My Overview video with Audio Imperia's JAEGER (v1.1) is now live on Youtube for those who missed the live stream.

As always I start with a track I wrote using the library, then I dissect how I used it in the track and why I chose certain elements. I also go over the content of the library, talking about how I use it in the context of my work.

Hope you guys enjoy!

-DJ


----------



## Soundhound (Feb 14, 2018)

Goddammit James, you're costing me hard earned money.


----------



## Daniel James (Feb 15, 2018)

Soundhound said:


> Goddammit James, you're costing me hard earned money.



If you use it to make you money, its not money lost. Just invested 

-DJ


----------



## germancomponist (Feb 15, 2018)

This library is bread and butter, isn't it? 
Well done, Daniel!


----------



## dcoscina (Feb 15, 2018)

Daniel James said:


> Hey Guys,
> 
> My Overview video with Audio Imperia's JAEGER (v1.1) is now live on Youtube for those who missed the live stream.
> 
> ...



always enjoy your vids Daniel even if our styles and methodologies differ. I respect your approach and your vids.


----------



## Daniel James (Feb 15, 2018)

dcoscina said:


> always enjoy your vids Daniel even if our styles and methodologies differ. I respect your approach and your vids.

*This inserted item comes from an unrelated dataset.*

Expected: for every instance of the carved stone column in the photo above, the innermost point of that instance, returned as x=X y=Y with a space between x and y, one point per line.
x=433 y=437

Love that mate. I often find we learn the most from those we disagree with more often. Total respect 

-DJ


----------



## Desire Inspires (Feb 15, 2018)

So is the library any good?


----------



## trumpoz (Feb 15, 2018)

Desire Inspires said:


> So is the library any good?


Are you for real or just trolling? Listen and make up your own mind.


----------



## Soundhound (Feb 15, 2018)

Was just kidding, or taking the piss as y'all say.  I love your videos, mate, they've opened up who knows how many doors for me.

Cheers.



Daniel James said:


> If you use it to make you money, its not money lost. Just invested
> 
> -DJ


----------



## Desire Inspires (Feb 16, 2018)

trumpoz said:


> Are you for real or just trolling? Listen and make up your own mind.



No, I am not trolling. 

But I do not want to watch a long video just to find out that the product is average or sounds like everything else out there. 

And why are you so angry? I asked a question. If you don’t have any answers, don’t respond. You need to learn better manners.


----------



## Daniel James (Feb 16, 2018)

Desire Inspires said:


> So is the library any good?



Yes. It is good.

-DJ


----------